Mohon tunggu...
Teguh Ari Prianto
Teguh Ari Prianto Mohon Tunggu... Penulis - -

Kabar Terbaru

Selanjutnya

Tutup

Sosbud Pilihan

Literasi Membumi

29 Agustus 2022   08:40 Diperbarui: 29 Agustus 2022   08:41 299
+
Laporkan Konten
Laporkan Akun
Kompasiana adalah platform blog. Konten ini menjadi tanggung jawab bloger dan tidak mewakili pandangan redaksi Kompas.
Lihat foto
Warga membelakangi sebuah perpustakaan portable yang mengalami disfungsi di salah satu taman alun-alun di Kota Bandung (Dokpri)

Pakar-pakar terdahulu menyebutkan bahwa  literasi penting untuk menunjang dasar sikap manusia dalam kehidupan. Mengawali berliterasi itu adalah dengan membaca dan menulis. Upaya sadar jika literasi akan membuka keluasan cakrawala berpikir manusia sehingga manusia akan mampu memandu prilakunya di bumi.

Apa iya berliterasi itu membaca dan menulis? Dari asal katanya, literasi yaitu dari bahasa Latin "literatus", yang berarti orang yang belajar. Proses belajar dalam literasi ini berkaitan dengan aktivitas membaca dan menulis.

Seiring berkembangnya pengetahuan, para ahli memasukan  pemahaman-pemahaman literasi ke dalam aspek-aspek kehidupan lainnya sehingga "akulturasi" terjadi dan tumbuh.

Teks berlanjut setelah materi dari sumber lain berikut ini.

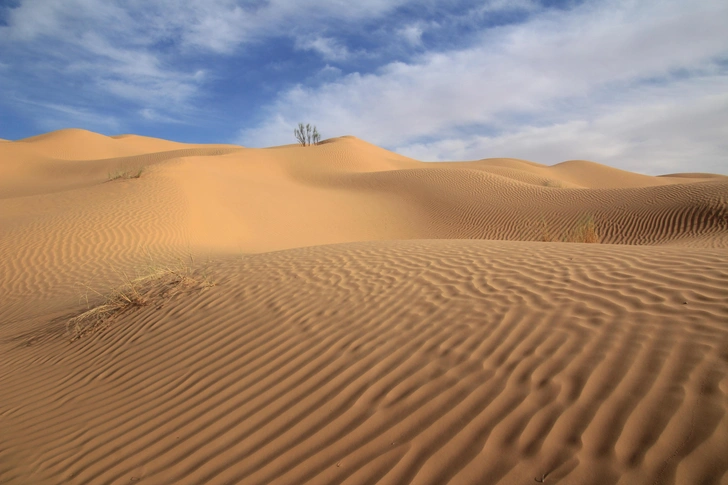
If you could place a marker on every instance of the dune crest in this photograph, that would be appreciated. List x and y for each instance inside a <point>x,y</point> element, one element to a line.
<point>364,318</point>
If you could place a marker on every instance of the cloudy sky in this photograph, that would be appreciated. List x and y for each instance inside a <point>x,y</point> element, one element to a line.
<point>637,84</point>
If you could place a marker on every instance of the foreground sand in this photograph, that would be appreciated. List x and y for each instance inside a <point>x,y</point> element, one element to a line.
<point>361,329</point>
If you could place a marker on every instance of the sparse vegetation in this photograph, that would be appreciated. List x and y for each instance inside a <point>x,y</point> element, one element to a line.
<point>155,285</point>
<point>307,135</point>
<point>125,173</point>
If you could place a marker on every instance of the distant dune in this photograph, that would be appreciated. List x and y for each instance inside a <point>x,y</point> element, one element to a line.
<point>364,318</point>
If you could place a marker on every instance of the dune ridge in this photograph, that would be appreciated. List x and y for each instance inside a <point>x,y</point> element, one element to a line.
<point>374,319</point>
<point>507,362</point>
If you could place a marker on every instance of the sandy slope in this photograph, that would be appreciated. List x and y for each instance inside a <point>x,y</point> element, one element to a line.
<point>439,344</point>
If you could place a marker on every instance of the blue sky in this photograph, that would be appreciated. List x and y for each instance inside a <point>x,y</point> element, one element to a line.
<point>637,84</point>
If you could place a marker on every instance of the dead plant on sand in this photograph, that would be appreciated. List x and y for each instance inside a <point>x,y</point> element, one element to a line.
<point>156,284</point>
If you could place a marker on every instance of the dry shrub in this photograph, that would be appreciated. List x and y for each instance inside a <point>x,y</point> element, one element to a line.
<point>158,283</point>
<point>125,173</point>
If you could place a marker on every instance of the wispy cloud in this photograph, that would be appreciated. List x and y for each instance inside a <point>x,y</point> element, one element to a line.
<point>329,48</point>
<point>598,73</point>
<point>610,80</point>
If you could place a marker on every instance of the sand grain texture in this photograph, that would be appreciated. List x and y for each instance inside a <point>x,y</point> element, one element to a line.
<point>374,319</point>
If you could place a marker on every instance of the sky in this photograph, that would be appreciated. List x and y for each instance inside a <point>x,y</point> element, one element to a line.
<point>640,85</point>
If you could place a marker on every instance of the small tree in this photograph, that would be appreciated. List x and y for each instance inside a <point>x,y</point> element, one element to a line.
<point>307,135</point>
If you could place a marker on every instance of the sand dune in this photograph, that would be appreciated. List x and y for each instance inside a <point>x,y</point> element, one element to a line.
<point>374,319</point>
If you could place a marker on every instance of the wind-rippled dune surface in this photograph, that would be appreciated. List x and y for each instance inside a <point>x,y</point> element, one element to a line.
<point>373,319</point>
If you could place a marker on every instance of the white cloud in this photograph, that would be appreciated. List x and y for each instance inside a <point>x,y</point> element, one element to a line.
<point>56,116</point>
<point>576,76</point>
<point>412,33</point>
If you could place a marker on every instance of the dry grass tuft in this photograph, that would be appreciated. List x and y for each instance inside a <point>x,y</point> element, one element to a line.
<point>125,174</point>
<point>157,284</point>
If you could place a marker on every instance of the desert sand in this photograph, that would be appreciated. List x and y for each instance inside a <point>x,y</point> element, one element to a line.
<point>354,316</point>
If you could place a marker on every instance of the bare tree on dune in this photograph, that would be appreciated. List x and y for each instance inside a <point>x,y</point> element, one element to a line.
<point>307,135</point>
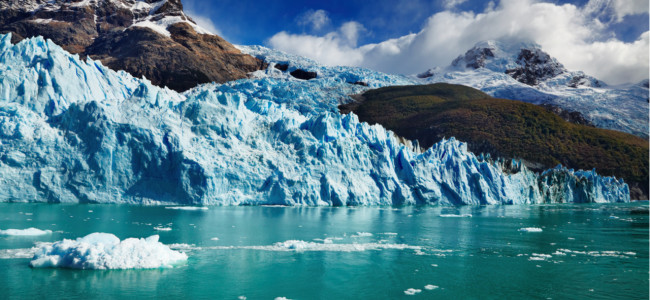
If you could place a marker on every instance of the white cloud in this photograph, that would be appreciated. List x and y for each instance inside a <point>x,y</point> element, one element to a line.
<point>449,4</point>
<point>569,33</point>
<point>630,7</point>
<point>334,48</point>
<point>317,19</point>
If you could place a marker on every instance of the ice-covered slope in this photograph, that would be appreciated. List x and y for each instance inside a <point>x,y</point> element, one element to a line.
<point>74,131</point>
<point>522,71</point>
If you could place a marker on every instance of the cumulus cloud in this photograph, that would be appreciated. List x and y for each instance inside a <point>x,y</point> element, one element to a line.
<point>317,19</point>
<point>335,48</point>
<point>567,32</point>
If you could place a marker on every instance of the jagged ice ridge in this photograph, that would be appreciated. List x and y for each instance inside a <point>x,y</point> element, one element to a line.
<point>75,131</point>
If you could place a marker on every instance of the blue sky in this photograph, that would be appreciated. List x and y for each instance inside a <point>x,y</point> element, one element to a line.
<point>341,29</point>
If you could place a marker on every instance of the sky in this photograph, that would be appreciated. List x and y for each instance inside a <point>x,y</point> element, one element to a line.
<point>607,39</point>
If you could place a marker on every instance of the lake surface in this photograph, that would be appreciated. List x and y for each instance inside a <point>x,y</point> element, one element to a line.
<point>582,252</point>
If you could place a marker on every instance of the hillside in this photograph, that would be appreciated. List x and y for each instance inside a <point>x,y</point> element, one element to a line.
<point>504,128</point>
<point>149,38</point>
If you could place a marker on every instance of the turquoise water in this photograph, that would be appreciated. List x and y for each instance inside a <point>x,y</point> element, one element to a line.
<point>484,256</point>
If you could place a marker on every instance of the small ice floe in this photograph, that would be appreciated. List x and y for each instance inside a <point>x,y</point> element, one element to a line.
<point>536,256</point>
<point>530,229</point>
<point>412,291</point>
<point>303,246</point>
<point>362,234</point>
<point>17,253</point>
<point>25,232</point>
<point>456,216</point>
<point>187,207</point>
<point>106,251</point>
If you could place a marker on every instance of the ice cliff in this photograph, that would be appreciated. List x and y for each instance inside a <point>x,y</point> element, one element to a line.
<point>76,131</point>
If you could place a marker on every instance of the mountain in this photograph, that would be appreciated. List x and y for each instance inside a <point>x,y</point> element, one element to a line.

Setelah akrab dengan pendekatan baca tulisnya, kini berliterasi pun menjelma bersama hadirnya kemajuan digital, finansial, numerik, sain, serta  budaya dan kewargaan.

Suatu pengertian yang didapat dari uraian di atas bahwa berangkat dari pengertian dasar lalu terjadi perimbangan oleh laju unggul keilmuan, menunjukan bahwa literasi begitu dinamis.

Corak pengertiannya semakin beragam takkala semua hal itu bersentuhan dengan praktek-praktek sosiologis dan akademis.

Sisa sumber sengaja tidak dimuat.